Industry proponents say this is all good. Environmentalists say it’s bad. The differences are stark in the boarding states of New York and Pennsylvania, which straddle some of the riches natural gas reserves in the world. In my book, Under the Surface, I recount a scene where Antoine M. Thompson, a New York State Assemblyman from Buffalo, visits residents in Dimock Pennsylvania as part of a fact-finding mission. (At the time in 2009, Thompson was head of the Assembly’s Environmental Conservation Committee.) After hearing Dimock residents of the now infamous Carter Road complain that their water wells were polluted from nearby drilling operations, Thompson offered them words of encouragement and made comparisons with a landmark environmental case study in his own district. A group of ordinary citizens in the La Salle neighborhood of Niagara Falls had been forced to take up the fight against Occidental Petroleum, the parent company of Hooker Chemical, which had dumped 21,000 tons of toxic waste in a place over which homes and schools were built. That would be Love Canal, and yes, the rest is history. Through perseverance and a belief in the system, the residents of Love Canal eventually encouraged sweeping federal action in the form of the Superfund law of 1980, which marked the beginning of the modern regulatory era.
Water pollution blamed on shale gas development (and hydraulic fracturing in particular) in Pavillion, Wyoming; Dimock, Pennsylvania; and elsewhere are now drawing keen federal attention. Will these cases become this era’s Love Canal? Waste disposal practices within the drilling industry have been a particular concern. While most industries have been federally regulated since the days of Love Canal, the drilling industry has been exempt from federal laws (through a clause known as the Haliburton Loophole) about what can be legally put in the ground. In some instances, drilling operators are allowed to literally burry certain waste in people’s back yards.

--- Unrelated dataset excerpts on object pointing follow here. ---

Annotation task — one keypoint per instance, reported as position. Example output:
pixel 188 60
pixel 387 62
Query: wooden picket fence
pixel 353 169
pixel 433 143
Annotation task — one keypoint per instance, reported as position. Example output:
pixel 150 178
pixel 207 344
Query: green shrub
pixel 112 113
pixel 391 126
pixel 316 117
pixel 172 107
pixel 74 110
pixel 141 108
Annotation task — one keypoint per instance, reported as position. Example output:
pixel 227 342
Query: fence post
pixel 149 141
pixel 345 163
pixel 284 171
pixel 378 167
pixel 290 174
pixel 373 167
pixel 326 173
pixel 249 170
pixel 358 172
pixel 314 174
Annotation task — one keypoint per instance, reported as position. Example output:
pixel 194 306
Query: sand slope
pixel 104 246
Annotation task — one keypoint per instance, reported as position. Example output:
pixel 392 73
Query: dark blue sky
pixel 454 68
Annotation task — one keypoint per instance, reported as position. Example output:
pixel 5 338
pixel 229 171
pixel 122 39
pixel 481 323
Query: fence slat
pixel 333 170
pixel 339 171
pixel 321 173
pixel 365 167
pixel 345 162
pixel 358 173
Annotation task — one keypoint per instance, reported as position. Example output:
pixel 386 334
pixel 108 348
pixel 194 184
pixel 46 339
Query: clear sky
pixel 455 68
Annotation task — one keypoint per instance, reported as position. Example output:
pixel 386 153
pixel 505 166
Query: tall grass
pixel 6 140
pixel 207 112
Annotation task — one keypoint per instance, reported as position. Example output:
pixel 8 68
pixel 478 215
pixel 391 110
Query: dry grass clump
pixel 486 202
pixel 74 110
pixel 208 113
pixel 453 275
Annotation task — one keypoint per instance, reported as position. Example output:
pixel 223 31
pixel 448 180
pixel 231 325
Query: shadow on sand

Issues surrounding the shale gas bonanza has invigorated the Environmental Protection Agency interest in these matters. In 2010, the EPA announced plans to revisit its 2004 study that concluded fracking poses no risks – an assessment that allowed for the Haliburton Loophole. It has also since announced pending rules to mandate the disclosure of the contents of fracking solutions and regulate their disposal at municipal treatment plants.)
Like it or not, the drilling debate unfolding in New York state, where shale gas operations are on hold amid a contentious and prolonged state review of the guidelines, could ultimately be influenced by the EPA’s decision to become more involved. The EPA’s review of fracking safety – which is bound to be influential and highly controversial regardless of its conclusions -- is due out late next year, right around the time of the presidential elections. I have a feeling that, like the Obama administration’s decision about the Keystone Pipeline Project, the EPA fracking study may be delayed until after Tuesday, Nov. 6.